Österreich:Der Kurz-Zug kennt nur eine Richtung

Österreich: Sebastian Kurz galt als "Wunderwuzzi", "Welpe" oder "Kinderstar". Jetzt will er Kanzler von Österreich werden.

Sebastian Kurz galt als "Wunderwuzzi", "Welpe" oder "Kinderstar". Jetzt will er Kanzler von Österreich werden.

(Foto: AFP)

Staatssekretär mit 24, Außenminister mit 27, Kanzlerkandidat mit 30 Jahren: Sebastian Kurz mischt Österreich auf. Steckt in ihm mehr als ein guter Selbstvermarkter?

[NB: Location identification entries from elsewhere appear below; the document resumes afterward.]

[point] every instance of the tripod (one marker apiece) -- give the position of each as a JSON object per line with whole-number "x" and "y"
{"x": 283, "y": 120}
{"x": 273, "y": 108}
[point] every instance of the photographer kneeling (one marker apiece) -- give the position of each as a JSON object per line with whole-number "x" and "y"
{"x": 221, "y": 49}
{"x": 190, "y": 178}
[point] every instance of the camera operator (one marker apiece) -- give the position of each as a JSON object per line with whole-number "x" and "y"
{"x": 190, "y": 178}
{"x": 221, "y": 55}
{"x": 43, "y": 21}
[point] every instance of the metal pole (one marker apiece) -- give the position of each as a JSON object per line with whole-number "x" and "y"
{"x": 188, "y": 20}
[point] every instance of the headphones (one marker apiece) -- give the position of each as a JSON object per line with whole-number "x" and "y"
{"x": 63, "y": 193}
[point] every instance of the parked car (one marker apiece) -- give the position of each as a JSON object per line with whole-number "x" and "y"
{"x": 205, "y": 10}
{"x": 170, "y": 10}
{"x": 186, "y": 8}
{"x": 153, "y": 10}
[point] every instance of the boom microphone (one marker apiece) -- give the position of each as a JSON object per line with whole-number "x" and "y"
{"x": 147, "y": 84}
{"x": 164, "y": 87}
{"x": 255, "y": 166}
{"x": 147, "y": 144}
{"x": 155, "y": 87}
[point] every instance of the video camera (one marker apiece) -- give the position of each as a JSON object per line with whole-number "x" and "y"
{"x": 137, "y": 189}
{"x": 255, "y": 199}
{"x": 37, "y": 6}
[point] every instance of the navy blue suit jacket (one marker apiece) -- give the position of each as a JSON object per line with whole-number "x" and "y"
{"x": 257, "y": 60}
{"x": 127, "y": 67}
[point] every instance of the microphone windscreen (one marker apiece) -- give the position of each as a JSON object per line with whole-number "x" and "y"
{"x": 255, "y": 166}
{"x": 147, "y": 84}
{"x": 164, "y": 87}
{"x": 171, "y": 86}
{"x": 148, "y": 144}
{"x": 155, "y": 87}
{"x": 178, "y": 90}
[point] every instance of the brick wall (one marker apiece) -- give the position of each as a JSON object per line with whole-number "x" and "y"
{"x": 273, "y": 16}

Von Cathrin Kahlweit, Wien

Der österreichische Außenminister Sebastian Kurz beschert seiner Partei wenige Tage nach der Kür zum neuen ÖVP-Chef nicht nur sehr viel Aufmerksamkeit, sondern auch hervorragende Zahlen. Was Meinungsforscher erwartet und die politischen Gegner befürchtet hatten, belegen nun die neuesten Umfragen: Die "Liste Sebastian Kurz - die neue Volkspartei", mit der die ÖVP zu den Neuwahlen im Herbst antreten will, schnellte von 23 auf 33 Prozent hoch, während die SPÖ bei 26 Prozent stagniert und die FPÖ auf 26 Prozent absackte.

Dem jungen Star der Rechten, der die Wahlen mit seiner Aufkündigung der Koalition quasi im Alleingang forciert hatte, verzeihen die Wähler auch, dass sie nun verfrüht zu den Urnen gehen müssen; mehr als 60 Prozent der Befragten fanden die Entscheidung, die Regierung zu kippen, richtig.

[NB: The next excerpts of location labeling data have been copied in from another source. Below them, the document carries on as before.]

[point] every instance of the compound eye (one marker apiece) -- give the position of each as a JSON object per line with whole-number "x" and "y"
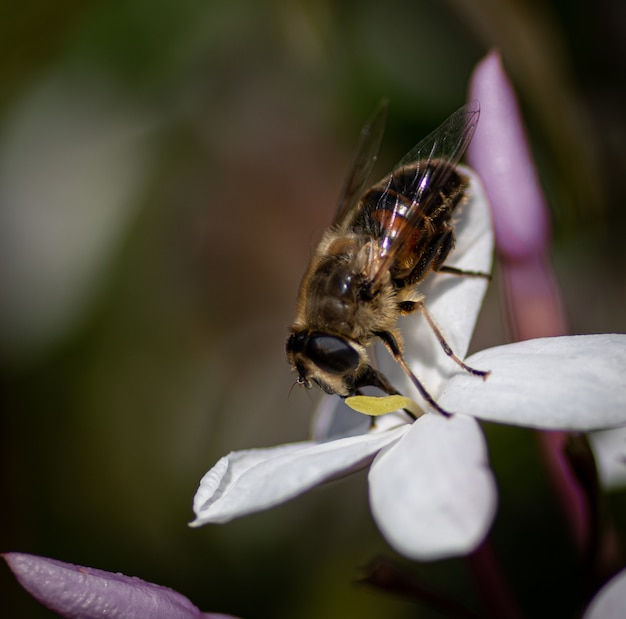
{"x": 332, "y": 354}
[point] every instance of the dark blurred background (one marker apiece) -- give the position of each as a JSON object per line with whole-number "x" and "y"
{"x": 165, "y": 169}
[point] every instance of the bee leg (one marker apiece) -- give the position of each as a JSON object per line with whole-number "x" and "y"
{"x": 462, "y": 273}
{"x": 392, "y": 344}
{"x": 446, "y": 347}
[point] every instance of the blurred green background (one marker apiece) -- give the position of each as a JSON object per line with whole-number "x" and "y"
{"x": 165, "y": 169}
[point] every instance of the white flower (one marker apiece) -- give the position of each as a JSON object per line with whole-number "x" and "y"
{"x": 432, "y": 492}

Wer aber ist dieser gerade mal 30-jährige Sebastian Kurz, der offenbar nichts falsch machen kann und dem seine Mentoren das Amt des Staatssekretärs für Integration zutrauten, als er 24 war, das Amt des Außenministers mit 27? Er sei kein Karrieriejunkie, betont er im Gespräch mit der SZ nach seiner Bestellung zum neuen Parteichef. Er habe vielmehr gewarnt, als man ihn vor sechs Jahren in sein erstes Regierungsamt heben wollte: die Medien würden da nicht mitmachen, habe er gesagt, das sei ein Wahnsinn, aber man habe nicht auf ihn gehört.

Drei Jahre später, als er das Außenamt übernahm, sei er dann schon selbst sicher gewesen, dass das klappen könnte und habe viel positives Feedback bekommen. Seither hat er Schlagzeilen mit der Schließung der Balkanroute und seinem auch sonst harten Kurs in der Flüchtlingsfrage gemacht; derzeit fordert er, Flüchtlinge gar nicht mehr über das Mittelmeer nach Europa reisen zu lassen, sondern sie an der nordafrikanischen Küste abzufangen und "zurückzustellen".

Es gibt auch bei der politischen Konkurrenz kaum jemanden, der Kurz nicht für ein Ausnahmetalent hält, er ist geschickt und charmant, plant seine Auftritte genau und jeden Schritt im voraus, geht selten Risiken ein, lernt schnell. Gespalten sind die Meinungen darüber, wie viel mehr als ein guter Selbstvermarkter im neuen starken Mann der ÖVP steckt, der sich im Herbst mit dann 31 Jahren zum Kanzler wählen lassen will: In der SPÖ heißt es, Kurz sei ein "One-Hit-Wonder", der nicht viel mehr drauf habe als die immer gleichen Sätze zur Flüchtlingskrise, aber kneife, wenn es um Details oder die Umsetzung gehe.

Es ist ganz offensichtlich, dass der Wahlkampf in Österreich, den Sebastian Kurz provoziert hat, längst losgegangen ist. Bei den Konkurrenten hofft man, dass der Kurz-Zug dem Hype um SPD-Mann Martin Schulz ähneln möge. Aber der Vergleich hinkt. Während die SPD mit Schulz drei Landtagswahlen verlor, hat sich der Zug des jungen Österreichers bisher, einer Bergbahn gleich, immer nur in eine Richtung bewegt: nach oben.